Latest figures show the housing market is catching up lost ground but is still likely to end the year with fewer sales than in 2019.

Property website Zoopla predicts the 2020 decline will see house sales down by 124,000, with a potential combined worth of £27bn, 15 per cent lower than in 2019.

Government changes to stamp duty have helped boost the market in London, but had had less impact on sales in regional housing markets, said Zoopla.

The problem seems to be supply rather than demand, with current growth in demand ahead of last year.

The net result has been an increase in house prices. Zoopla’s UK house price index put the July annual growth rate in prices at 2.7 per cent on the back of the strong start to the year. The monthly rate is put at 0.2 per cent, half that of June.

‘While there is a wide variation in annual growth rates across the country, there is no evidence of material, localised annual price falls at a regional or city level’, said Zoopla.

‘Based on current trends, the headline annual rate of growth is set to remain positive, as the growing imbalance of supply and demand is set to support prices for the remainder of the year’.

Zoopla research and insight director, Richard Donnell, the Coronavirus crisis had changed the dynamics of supply and demand across the housing market.

‘The staggered reopening of housing markets across countries and the added impetus from the stamp duty holiday mean we expect buyer demand and new sales volumes to hold at current levels over the next two months. The net result will be continued support for house price growth at current levels over the second half of the year. Regional cities in northern England and the Midlands have the strongest underlying trends. 

‘For those operating in the market, and others looking in, the latest forecasts for increased unemployment and a sharp economic contraction over the next 12 to 18 months certainly seem at odds with current levels of sales market activity. 

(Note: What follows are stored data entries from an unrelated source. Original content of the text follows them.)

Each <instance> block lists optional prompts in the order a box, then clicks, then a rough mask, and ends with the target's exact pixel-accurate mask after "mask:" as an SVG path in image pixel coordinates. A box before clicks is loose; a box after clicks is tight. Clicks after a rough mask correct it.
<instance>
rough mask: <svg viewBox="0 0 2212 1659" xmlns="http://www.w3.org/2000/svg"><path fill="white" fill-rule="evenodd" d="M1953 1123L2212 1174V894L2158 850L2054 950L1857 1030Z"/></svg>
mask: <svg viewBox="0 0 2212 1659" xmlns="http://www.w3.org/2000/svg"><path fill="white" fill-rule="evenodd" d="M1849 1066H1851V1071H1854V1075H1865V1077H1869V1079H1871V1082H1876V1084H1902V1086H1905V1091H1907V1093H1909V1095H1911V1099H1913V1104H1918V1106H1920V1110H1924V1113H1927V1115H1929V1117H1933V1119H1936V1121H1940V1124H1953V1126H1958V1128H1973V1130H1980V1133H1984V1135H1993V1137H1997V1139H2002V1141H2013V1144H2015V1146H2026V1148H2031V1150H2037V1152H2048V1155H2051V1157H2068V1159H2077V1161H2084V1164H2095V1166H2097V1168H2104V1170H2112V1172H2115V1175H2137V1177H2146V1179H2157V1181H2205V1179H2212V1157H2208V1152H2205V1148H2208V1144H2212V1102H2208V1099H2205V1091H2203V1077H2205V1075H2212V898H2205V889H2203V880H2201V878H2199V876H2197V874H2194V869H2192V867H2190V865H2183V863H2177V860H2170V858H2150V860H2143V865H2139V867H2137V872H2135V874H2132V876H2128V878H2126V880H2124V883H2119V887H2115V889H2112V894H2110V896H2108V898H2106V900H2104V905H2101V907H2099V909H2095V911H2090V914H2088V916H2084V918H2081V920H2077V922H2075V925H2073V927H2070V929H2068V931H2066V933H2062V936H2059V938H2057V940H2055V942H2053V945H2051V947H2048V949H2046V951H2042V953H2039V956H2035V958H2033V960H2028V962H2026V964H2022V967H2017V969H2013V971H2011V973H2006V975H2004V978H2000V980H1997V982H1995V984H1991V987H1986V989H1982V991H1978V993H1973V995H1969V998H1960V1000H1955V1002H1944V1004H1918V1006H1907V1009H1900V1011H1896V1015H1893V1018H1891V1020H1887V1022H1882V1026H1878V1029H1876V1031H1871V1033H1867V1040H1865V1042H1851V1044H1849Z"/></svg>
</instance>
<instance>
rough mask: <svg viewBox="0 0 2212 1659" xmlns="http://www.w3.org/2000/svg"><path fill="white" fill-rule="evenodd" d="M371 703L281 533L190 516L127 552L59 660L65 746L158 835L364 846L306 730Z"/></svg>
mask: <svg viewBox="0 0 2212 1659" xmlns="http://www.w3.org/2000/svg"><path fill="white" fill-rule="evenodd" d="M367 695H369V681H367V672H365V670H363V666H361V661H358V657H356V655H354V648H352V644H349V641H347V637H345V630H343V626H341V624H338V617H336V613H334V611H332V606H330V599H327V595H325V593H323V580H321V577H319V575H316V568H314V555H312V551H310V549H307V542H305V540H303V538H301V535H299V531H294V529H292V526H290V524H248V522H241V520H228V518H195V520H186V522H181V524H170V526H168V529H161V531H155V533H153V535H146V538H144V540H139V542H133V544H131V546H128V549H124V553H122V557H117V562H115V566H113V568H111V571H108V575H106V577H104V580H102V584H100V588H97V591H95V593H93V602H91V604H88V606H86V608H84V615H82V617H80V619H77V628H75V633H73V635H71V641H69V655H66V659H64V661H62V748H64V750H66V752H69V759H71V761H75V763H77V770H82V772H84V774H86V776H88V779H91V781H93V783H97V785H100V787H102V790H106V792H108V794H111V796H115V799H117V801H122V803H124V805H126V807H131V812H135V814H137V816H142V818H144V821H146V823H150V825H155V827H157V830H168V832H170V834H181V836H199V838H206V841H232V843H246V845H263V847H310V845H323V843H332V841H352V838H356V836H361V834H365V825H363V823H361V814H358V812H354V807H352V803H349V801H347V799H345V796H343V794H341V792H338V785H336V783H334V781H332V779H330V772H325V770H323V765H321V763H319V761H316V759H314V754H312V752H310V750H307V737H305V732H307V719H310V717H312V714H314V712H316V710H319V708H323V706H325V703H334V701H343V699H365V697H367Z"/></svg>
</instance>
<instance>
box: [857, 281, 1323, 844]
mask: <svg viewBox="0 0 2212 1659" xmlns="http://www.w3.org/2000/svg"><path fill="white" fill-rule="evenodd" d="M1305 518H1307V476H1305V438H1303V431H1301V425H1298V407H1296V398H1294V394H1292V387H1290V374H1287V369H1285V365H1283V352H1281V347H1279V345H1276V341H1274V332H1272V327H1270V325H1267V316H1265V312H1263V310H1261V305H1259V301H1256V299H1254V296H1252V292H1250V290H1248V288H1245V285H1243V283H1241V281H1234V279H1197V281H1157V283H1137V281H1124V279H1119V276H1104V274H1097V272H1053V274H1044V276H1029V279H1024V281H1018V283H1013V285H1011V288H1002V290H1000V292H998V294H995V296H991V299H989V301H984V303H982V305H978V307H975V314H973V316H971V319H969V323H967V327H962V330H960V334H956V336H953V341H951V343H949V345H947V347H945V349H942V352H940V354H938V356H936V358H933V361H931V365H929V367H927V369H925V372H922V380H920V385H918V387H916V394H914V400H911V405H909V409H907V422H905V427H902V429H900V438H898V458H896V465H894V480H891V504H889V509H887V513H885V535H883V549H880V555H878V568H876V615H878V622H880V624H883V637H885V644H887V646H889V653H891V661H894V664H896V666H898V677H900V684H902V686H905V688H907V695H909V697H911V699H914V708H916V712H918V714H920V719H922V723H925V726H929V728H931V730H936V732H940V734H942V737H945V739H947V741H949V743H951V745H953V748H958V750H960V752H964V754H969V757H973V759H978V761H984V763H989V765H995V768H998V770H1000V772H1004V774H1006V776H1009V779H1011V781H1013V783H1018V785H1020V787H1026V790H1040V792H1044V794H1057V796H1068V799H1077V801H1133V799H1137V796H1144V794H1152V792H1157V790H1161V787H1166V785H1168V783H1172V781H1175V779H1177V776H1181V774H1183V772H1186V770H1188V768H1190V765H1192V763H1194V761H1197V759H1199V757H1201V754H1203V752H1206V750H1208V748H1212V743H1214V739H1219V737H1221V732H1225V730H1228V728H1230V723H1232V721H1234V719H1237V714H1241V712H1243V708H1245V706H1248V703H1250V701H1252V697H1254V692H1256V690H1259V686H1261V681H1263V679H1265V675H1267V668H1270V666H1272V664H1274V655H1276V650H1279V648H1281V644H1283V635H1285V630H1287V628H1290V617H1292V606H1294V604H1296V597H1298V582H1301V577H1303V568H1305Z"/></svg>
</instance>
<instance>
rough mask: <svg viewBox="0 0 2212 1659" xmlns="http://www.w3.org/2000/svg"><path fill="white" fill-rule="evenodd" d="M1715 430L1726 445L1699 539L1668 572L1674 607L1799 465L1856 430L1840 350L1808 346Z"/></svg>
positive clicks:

‘We expect rising unemployment to weigh on market activity over the final quarter of 2020 and into the first half of 2021. The impact on pricing looks set to be pushed into 2021 as a result of sizable Government support for the economy.

‘Further support cannot be ruled out while forbearance by lenders, and the availability of the mortgage payment deferrals, which can start up until the end of October for three to six months, is likely to limit the scale of downside for house prices. Much depends on how businesses respond to the outlook and their decisions on staffing levels and the knock on impact for unemployment’.